This is a short one shot inspired by a TikTok made by @citnamon, it is not my original idea.

I am meant to be working on my other fics (oops) and I am! But when I saw the vid I could NOT get it out of my head. This may not be my best work, but I figured I'd written it so why not post it :))

Hope you enjoy x

Work Text:

Eddie braced his boots against the metal grating of the scaffold platform, the vibrations of the Nashville crowd's roar traveling up through the soles of his feet even 30 feet above the arena floor. His gaze swept across the obstacle course below before landing on Buck. His eyes were already locked on him, blue and bright even at this distance.

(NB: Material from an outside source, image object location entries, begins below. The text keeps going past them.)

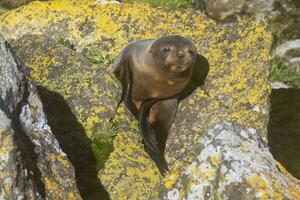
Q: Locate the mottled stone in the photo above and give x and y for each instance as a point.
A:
(233, 162)
(290, 53)
(78, 98)
(236, 90)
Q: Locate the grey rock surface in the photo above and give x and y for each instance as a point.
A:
(290, 53)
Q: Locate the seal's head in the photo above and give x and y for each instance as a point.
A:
(174, 56)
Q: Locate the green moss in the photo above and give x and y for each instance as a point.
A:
(171, 4)
(280, 72)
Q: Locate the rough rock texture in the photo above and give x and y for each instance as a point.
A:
(221, 10)
(233, 162)
(236, 90)
(79, 99)
(290, 53)
(32, 164)
(284, 128)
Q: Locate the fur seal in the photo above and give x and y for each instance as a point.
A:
(155, 75)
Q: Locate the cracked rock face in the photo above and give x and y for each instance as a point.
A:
(233, 162)
(290, 53)
(32, 164)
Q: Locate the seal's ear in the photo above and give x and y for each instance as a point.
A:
(201, 70)
(199, 75)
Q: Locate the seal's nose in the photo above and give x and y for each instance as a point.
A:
(180, 54)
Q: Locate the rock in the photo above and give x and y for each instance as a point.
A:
(10, 4)
(233, 162)
(107, 2)
(284, 128)
(33, 166)
(79, 99)
(228, 10)
(236, 89)
(290, 53)
(278, 85)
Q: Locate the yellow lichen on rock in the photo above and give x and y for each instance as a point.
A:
(236, 88)
(92, 22)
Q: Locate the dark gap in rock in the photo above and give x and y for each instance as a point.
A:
(27, 155)
(74, 142)
(284, 128)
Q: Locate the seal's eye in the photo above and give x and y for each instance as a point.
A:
(166, 49)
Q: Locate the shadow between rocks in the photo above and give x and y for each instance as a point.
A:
(284, 128)
(74, 142)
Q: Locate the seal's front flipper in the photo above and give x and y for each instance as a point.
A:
(148, 134)
(123, 72)
(159, 160)
(198, 78)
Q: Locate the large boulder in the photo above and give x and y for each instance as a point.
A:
(222, 10)
(33, 165)
(290, 54)
(234, 99)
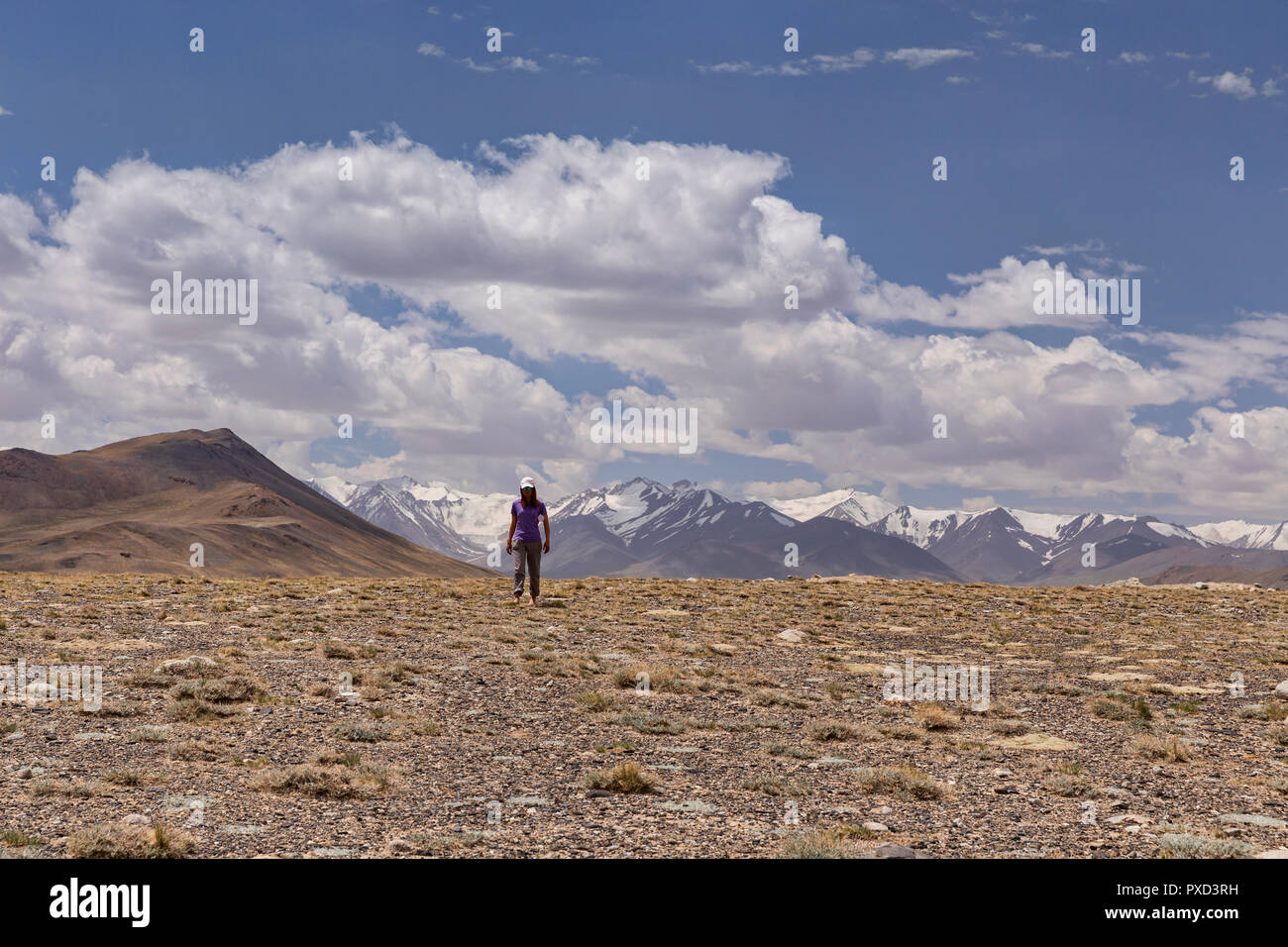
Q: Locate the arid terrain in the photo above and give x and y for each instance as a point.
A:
(365, 718)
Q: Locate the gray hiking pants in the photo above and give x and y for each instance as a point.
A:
(527, 556)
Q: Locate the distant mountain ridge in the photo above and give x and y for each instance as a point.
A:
(140, 505)
(644, 527)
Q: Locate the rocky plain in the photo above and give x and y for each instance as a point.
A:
(399, 718)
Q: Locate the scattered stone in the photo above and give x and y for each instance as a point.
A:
(893, 851)
(1262, 821)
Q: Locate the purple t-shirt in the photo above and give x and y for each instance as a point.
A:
(529, 518)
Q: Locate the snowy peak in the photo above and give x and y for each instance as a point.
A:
(921, 527)
(1243, 535)
(850, 505)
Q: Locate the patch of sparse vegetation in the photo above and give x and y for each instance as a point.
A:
(625, 777)
(903, 783)
(120, 840)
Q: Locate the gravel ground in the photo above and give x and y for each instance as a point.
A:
(372, 718)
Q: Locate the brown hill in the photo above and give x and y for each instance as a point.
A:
(138, 505)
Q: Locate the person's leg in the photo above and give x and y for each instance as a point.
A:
(519, 562)
(535, 571)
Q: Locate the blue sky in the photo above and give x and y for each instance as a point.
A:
(1115, 161)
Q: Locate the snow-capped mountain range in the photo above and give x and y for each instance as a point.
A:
(644, 527)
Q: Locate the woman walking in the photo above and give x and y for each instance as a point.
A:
(524, 540)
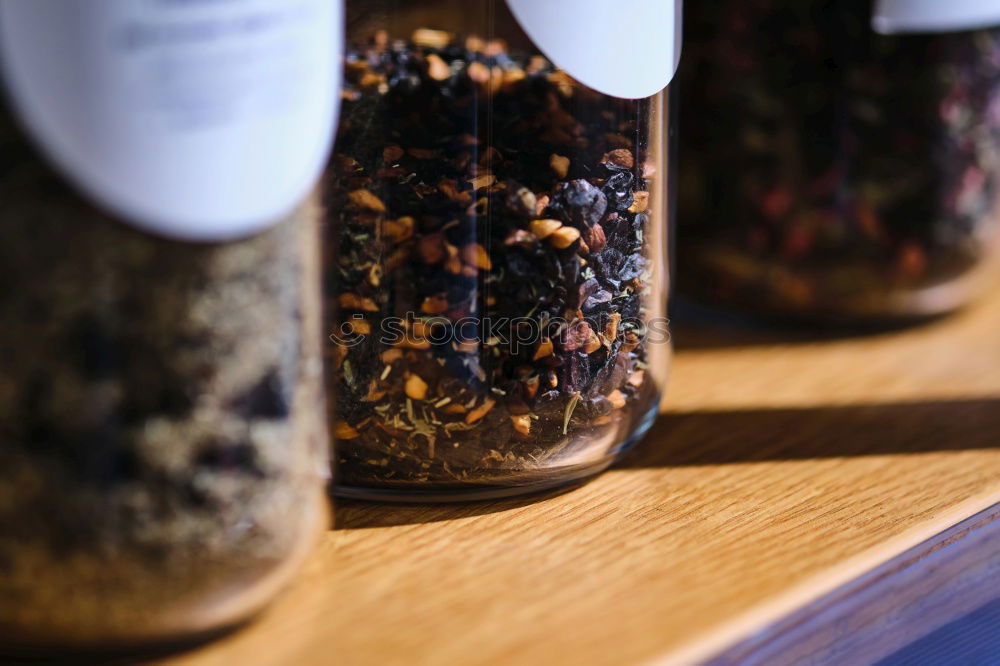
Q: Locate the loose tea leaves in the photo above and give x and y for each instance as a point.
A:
(488, 267)
(829, 169)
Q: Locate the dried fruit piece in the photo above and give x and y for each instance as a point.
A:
(476, 255)
(416, 387)
(437, 68)
(620, 157)
(559, 164)
(479, 412)
(544, 228)
(350, 301)
(563, 237)
(595, 239)
(522, 424)
(435, 39)
(366, 200)
(344, 431)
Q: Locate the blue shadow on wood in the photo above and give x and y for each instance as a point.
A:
(973, 640)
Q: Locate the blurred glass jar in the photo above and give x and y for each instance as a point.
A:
(497, 249)
(162, 441)
(834, 173)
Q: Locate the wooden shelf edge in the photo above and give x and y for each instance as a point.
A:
(714, 646)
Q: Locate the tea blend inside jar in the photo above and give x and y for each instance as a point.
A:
(496, 258)
(161, 395)
(835, 173)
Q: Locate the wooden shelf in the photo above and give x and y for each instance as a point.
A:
(794, 485)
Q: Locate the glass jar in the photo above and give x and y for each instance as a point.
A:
(162, 432)
(497, 250)
(834, 173)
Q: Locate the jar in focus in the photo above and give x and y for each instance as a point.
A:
(162, 431)
(497, 266)
(834, 173)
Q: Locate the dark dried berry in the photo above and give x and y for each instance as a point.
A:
(579, 203)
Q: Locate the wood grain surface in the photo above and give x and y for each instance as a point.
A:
(786, 468)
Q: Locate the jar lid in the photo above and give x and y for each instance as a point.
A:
(624, 49)
(201, 121)
(903, 16)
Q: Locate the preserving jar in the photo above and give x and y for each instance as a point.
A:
(832, 172)
(162, 432)
(497, 265)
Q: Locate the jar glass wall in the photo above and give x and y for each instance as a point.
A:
(832, 172)
(163, 443)
(497, 266)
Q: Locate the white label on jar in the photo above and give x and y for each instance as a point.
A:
(200, 120)
(627, 48)
(898, 16)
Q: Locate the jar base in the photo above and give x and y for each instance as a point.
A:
(575, 476)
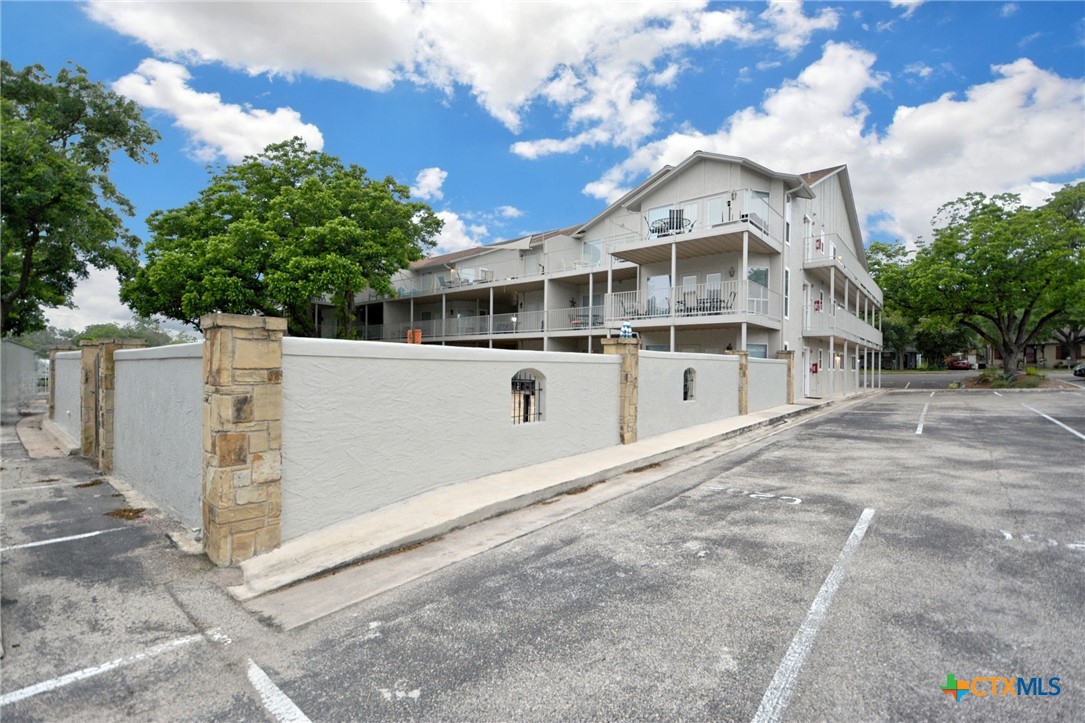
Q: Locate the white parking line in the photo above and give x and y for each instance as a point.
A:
(275, 700)
(922, 416)
(778, 695)
(97, 670)
(68, 538)
(1069, 429)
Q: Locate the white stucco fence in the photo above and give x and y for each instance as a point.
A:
(661, 407)
(67, 368)
(768, 383)
(158, 426)
(368, 423)
(17, 375)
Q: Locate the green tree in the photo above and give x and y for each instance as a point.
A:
(61, 213)
(1007, 273)
(888, 264)
(273, 232)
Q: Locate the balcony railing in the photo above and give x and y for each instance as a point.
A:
(840, 322)
(703, 300)
(830, 250)
(532, 266)
(475, 326)
(575, 318)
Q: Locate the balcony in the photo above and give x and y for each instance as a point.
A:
(840, 324)
(693, 305)
(702, 227)
(828, 251)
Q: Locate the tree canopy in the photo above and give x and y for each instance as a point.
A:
(271, 233)
(61, 213)
(1009, 274)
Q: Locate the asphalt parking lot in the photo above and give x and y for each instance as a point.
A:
(835, 569)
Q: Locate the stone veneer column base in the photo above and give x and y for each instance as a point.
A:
(242, 441)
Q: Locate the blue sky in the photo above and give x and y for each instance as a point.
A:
(510, 118)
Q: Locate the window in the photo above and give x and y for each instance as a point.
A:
(659, 295)
(688, 380)
(526, 396)
(757, 292)
(787, 220)
(787, 293)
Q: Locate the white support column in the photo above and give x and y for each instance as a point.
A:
(610, 290)
(546, 313)
(591, 296)
(674, 289)
(832, 366)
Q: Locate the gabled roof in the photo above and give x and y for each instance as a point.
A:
(523, 242)
(632, 200)
(816, 177)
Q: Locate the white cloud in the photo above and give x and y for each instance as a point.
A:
(1021, 126)
(216, 128)
(920, 68)
(457, 235)
(428, 184)
(595, 63)
(792, 27)
(909, 5)
(97, 301)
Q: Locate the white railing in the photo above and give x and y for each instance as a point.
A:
(575, 318)
(690, 215)
(840, 322)
(830, 249)
(727, 297)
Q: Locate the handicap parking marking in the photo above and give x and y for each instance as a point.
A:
(1052, 419)
(754, 495)
(1039, 540)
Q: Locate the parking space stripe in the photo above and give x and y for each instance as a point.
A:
(1069, 429)
(778, 695)
(922, 416)
(275, 700)
(97, 670)
(59, 540)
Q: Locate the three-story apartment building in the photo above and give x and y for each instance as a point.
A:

The set of his jaw, the tilting upwards of his chin - it was the look of determination and complete faith, and it helped quiet the nerves fluttering around Eddie’s stomach.

On your mark.”

He shuffled his feet into a wider stance, securing himself as his heartbeat rose in anticipation.

Get set…

The muscles in Eddie’s arms bunched, coiling tight as his whole body tensed. A bead of sweat rolled down his forehead and he took a deep, steadying breath to centre himself.

The air horn blared.

Eddie didn’t waste a second.

His arm shot over the railing as he grabbed the rope with one hand and started to pull with all his might.

The competitors next to him were already heaving at their own ropes, grunting with effort, but Eddie couldn’t focus on them.

The crowd screamed their support.

Buck’s words of fierce encouragement were out there somewhere, he knew, but it was impossible for Eddie to distinguish over the thunderous cheering.

The weight was a beast of a thing as he hauled it upwards, hand over hand, the braided fibres rough against the material of his gloves as Eddie’s shoulders burned with the effort.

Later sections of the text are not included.